Take, for example, the case of Charlie, who was born and baptized in Hayward. In his late 60s, this slightly built man with a shuffling gate developed undiagnosed cognitive issues that led to an inability to care for himself, including paying his few bills.
When his electricity was cut off, he used candles instead. Unfortunately, his loose fitting pajamas caught fire one night and caused severe burns.
While automatic bill pay was set up for Charlie, his cognitive status was not investigated.
About six months later, Charlie began to complain about the scars on his body, mystified about their origin and very distraught.
Unable to cook for himself, he frequented an outdoor meal program and when he shared his distress with other participants, they took him to a homeless services program. Program staff found Charlie to be emaciated and his apartment almost uninhabitable.
After six months of advocacy with health care and service providers, Charlie was finally diagnosed with dementia and placed in a care facility.
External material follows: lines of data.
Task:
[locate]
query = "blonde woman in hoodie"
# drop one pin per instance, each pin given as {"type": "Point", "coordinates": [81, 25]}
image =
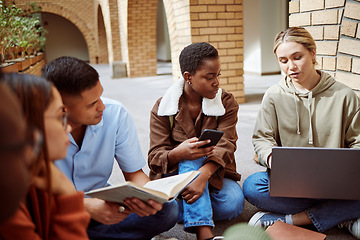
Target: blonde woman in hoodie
{"type": "Point", "coordinates": [287, 118]}
{"type": "Point", "coordinates": [194, 103]}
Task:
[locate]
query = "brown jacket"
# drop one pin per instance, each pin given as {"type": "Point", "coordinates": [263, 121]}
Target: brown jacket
{"type": "Point", "coordinates": [164, 138]}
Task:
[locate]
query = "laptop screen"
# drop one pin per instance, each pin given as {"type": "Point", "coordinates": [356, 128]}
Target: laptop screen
{"type": "Point", "coordinates": [324, 173]}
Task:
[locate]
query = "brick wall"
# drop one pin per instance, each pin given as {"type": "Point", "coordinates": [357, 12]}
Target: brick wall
{"type": "Point", "coordinates": [122, 30]}
{"type": "Point", "coordinates": [219, 22]}
{"type": "Point", "coordinates": [335, 26]}
{"type": "Point", "coordinates": [141, 34]}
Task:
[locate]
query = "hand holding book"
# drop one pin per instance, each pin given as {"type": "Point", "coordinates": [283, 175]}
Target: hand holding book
{"type": "Point", "coordinates": [160, 190]}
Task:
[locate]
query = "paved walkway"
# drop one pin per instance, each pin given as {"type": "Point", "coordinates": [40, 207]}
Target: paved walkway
{"type": "Point", "coordinates": [139, 95]}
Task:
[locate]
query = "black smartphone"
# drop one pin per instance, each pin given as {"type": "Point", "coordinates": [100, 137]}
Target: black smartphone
{"type": "Point", "coordinates": [213, 135]}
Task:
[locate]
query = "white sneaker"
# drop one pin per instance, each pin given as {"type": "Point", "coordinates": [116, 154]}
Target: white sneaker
{"type": "Point", "coordinates": [352, 226]}
{"type": "Point", "coordinates": [265, 219]}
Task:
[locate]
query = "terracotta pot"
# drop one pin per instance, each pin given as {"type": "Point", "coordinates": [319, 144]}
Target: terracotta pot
{"type": "Point", "coordinates": [23, 64]}
{"type": "Point", "coordinates": [10, 67]}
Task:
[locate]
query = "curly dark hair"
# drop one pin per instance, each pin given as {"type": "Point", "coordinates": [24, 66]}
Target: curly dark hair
{"type": "Point", "coordinates": [192, 57]}
{"type": "Point", "coordinates": [70, 75]}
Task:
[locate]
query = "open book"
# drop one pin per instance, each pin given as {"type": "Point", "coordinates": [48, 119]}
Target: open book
{"type": "Point", "coordinates": [160, 190]}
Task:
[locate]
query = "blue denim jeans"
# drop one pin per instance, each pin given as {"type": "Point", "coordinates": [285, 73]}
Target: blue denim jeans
{"type": "Point", "coordinates": [324, 213]}
{"type": "Point", "coordinates": [213, 204]}
{"type": "Point", "coordinates": [136, 227]}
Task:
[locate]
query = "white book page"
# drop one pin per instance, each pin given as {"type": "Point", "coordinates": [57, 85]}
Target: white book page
{"type": "Point", "coordinates": [166, 185]}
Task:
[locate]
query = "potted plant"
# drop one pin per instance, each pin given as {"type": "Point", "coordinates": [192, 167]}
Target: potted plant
{"type": "Point", "coordinates": [21, 35]}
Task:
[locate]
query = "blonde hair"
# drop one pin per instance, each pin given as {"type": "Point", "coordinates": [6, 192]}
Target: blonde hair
{"type": "Point", "coordinates": [296, 34]}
Lily is just beginning her 38th year in Hayward and is thorough and responsible in her work. She hasn't been able to maintain a steady job, however, due to her severe learning disability, which makes communication difficult. Her deep desire is to go to college and work a good, steady job.
While Lily's disability was identified early in life, her teenage mother inadvertently disqualified Lily from services that would have given her the educational and vocational tools necessary for her to succeed. Instead, she has been homeless for nearly 20 years.
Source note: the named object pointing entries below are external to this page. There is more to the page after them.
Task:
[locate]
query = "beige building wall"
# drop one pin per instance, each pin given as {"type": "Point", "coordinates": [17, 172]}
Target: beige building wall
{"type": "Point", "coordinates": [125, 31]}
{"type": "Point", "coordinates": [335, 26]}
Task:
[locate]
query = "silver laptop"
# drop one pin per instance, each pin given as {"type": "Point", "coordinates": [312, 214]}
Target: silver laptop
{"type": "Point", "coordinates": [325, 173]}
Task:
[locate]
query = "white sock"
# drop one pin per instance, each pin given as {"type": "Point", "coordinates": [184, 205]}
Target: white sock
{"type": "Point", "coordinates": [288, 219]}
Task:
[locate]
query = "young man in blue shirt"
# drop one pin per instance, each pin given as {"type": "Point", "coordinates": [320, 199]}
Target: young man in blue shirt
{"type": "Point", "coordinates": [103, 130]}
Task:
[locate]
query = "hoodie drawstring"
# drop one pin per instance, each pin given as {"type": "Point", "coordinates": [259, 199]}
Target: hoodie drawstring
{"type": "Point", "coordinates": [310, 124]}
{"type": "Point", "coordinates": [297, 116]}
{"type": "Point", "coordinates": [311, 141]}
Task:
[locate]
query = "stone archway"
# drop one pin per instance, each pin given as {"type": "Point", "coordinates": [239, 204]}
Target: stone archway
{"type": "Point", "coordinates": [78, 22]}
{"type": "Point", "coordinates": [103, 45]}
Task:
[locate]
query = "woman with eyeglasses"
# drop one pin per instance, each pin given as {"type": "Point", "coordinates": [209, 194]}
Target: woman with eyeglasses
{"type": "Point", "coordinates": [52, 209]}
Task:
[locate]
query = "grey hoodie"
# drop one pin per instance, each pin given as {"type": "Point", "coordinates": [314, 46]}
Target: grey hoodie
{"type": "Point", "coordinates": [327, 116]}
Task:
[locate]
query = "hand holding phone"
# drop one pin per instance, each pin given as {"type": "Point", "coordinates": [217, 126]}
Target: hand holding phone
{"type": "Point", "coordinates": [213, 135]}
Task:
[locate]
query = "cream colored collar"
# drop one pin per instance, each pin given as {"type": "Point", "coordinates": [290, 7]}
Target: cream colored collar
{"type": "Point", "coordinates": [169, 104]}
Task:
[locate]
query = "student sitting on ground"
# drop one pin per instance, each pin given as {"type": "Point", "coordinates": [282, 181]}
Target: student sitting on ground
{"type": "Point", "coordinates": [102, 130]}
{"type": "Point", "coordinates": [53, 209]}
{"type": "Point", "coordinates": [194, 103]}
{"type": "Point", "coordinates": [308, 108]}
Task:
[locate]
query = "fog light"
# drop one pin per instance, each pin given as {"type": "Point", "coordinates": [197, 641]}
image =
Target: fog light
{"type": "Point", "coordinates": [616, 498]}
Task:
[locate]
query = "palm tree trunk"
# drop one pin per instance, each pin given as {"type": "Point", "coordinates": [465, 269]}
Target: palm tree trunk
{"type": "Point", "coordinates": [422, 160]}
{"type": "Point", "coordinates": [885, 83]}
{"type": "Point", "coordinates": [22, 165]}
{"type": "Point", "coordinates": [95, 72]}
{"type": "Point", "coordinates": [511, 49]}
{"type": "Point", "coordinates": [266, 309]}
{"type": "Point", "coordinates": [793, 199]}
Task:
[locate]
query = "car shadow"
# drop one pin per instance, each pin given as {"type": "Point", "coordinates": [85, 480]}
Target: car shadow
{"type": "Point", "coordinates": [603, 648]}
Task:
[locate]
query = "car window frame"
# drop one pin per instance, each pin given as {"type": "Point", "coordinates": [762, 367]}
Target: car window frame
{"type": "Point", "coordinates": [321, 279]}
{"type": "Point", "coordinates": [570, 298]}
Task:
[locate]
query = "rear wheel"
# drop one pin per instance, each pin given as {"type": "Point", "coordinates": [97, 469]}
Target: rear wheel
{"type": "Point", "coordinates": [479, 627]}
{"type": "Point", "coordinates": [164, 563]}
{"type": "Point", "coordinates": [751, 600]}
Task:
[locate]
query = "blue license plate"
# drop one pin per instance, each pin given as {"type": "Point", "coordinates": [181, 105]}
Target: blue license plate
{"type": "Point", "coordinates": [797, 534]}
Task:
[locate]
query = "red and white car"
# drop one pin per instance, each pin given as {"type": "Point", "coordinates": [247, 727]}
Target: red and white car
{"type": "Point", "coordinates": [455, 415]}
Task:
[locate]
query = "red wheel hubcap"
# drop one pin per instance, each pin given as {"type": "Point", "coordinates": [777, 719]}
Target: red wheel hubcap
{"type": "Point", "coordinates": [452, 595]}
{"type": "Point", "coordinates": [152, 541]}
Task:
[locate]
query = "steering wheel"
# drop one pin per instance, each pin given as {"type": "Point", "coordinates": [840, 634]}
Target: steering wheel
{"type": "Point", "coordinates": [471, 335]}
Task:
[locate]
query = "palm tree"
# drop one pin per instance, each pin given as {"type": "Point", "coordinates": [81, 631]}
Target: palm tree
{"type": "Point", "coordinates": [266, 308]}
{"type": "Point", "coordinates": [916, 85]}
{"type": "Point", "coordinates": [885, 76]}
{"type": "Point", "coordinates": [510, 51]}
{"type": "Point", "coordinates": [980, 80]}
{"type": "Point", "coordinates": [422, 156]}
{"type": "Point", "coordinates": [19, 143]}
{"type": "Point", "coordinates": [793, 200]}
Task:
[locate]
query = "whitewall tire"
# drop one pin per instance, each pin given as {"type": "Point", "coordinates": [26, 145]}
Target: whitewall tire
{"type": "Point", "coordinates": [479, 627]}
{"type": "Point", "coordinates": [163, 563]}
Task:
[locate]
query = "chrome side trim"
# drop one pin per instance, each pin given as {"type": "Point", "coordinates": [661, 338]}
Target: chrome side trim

Despite living in a county with systems dedicated to placing people in housing, no housing programs have accepted Lily. She has not been able to qualify for any vocational programs because she is homeless.
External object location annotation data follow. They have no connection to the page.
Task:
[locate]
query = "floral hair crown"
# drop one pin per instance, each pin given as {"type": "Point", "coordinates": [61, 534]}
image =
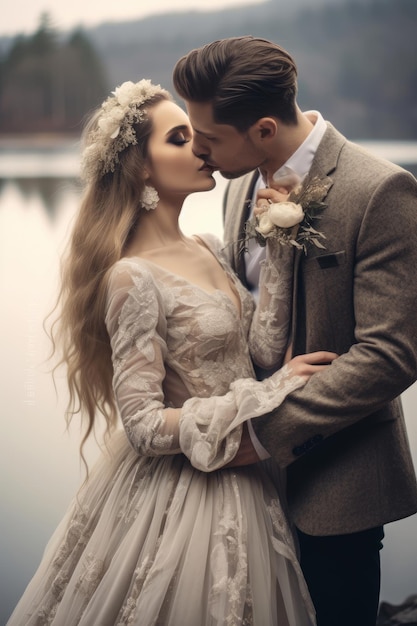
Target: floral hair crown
{"type": "Point", "coordinates": [114, 129]}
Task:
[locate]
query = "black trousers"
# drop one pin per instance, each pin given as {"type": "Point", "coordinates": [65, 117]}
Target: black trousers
{"type": "Point", "coordinates": [343, 575]}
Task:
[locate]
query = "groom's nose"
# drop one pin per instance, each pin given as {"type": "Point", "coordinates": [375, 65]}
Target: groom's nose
{"type": "Point", "coordinates": [199, 148]}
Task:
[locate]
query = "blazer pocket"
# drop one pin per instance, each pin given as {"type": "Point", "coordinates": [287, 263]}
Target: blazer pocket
{"type": "Point", "coordinates": [325, 261]}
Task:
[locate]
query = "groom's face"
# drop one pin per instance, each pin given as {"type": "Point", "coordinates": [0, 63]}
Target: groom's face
{"type": "Point", "coordinates": [222, 146]}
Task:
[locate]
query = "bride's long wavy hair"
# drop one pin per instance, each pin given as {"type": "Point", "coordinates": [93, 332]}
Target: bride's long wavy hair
{"type": "Point", "coordinates": [105, 222]}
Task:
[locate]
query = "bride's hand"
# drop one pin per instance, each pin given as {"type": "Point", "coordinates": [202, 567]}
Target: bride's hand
{"type": "Point", "coordinates": [309, 364]}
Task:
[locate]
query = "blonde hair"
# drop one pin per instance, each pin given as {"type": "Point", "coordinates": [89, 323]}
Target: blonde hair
{"type": "Point", "coordinates": [106, 220]}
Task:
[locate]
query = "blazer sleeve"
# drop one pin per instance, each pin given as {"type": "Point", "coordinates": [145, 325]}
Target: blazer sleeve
{"type": "Point", "coordinates": [382, 360]}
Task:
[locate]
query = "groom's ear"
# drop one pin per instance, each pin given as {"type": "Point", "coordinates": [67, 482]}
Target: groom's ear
{"type": "Point", "coordinates": [264, 129]}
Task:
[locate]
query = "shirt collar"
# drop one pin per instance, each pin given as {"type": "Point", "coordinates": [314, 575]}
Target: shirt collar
{"type": "Point", "coordinates": [301, 160]}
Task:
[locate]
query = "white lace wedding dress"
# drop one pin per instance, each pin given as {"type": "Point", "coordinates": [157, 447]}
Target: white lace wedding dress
{"type": "Point", "coordinates": [160, 535]}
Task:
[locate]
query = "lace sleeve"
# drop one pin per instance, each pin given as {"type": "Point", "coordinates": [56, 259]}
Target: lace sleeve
{"type": "Point", "coordinates": [206, 430]}
{"type": "Point", "coordinates": [269, 332]}
{"type": "Point", "coordinates": [210, 428]}
{"type": "Point", "coordinates": [137, 334]}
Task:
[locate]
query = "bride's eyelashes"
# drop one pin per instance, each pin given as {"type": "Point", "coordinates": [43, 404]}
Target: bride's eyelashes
{"type": "Point", "coordinates": [179, 139]}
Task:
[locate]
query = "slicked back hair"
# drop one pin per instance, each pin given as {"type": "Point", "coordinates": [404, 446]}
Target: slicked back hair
{"type": "Point", "coordinates": [244, 78]}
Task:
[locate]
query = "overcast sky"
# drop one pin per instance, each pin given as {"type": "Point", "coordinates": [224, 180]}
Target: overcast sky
{"type": "Point", "coordinates": [22, 16]}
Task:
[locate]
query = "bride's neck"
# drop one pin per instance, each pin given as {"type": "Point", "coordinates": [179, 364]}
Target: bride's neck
{"type": "Point", "coordinates": [156, 228]}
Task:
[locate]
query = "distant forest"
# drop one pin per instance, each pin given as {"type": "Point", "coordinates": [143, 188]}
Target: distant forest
{"type": "Point", "coordinates": [357, 62]}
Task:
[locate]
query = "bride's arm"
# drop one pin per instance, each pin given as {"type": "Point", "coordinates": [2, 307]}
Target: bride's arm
{"type": "Point", "coordinates": [207, 430]}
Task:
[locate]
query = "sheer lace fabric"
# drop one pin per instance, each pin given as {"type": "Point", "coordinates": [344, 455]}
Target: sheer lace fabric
{"type": "Point", "coordinates": [156, 537]}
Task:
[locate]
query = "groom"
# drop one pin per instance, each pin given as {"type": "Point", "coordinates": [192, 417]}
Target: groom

Kathy is a familiar face in Hayward, appealing to anyone who will listen for help. At first glance, she appears to be "assistant resistant" -- not following through on offers to improve her situation. However, talk with her for a little longer and really see her behavior and you notice the disorganized thinking indicative of her severe mental illness.
Unfortunately for Kathy, her ability to panhandle a doughnut or cup of coffee and to sit in a place where people let her rest for a while means that she's not perceived as disabled enough to be hospitalized. Clinical assessment is required for Kathy to access available housing.
People in multiple agencies state that they've known Kathy for years and that she hasn't been any healthier or more functional. They shake their heads and say, "I wish there was something we could do."
It is time we ask, when is enough simply enough? When can we acknowledge that someone's situation is unacceptable by any standard? When can we admit that just as everyone must be responsible for their own actions, we too have the responsibility and the power to act?
Sara Lamnin is program director of the Hayward Community Action Network South Hayward Parish.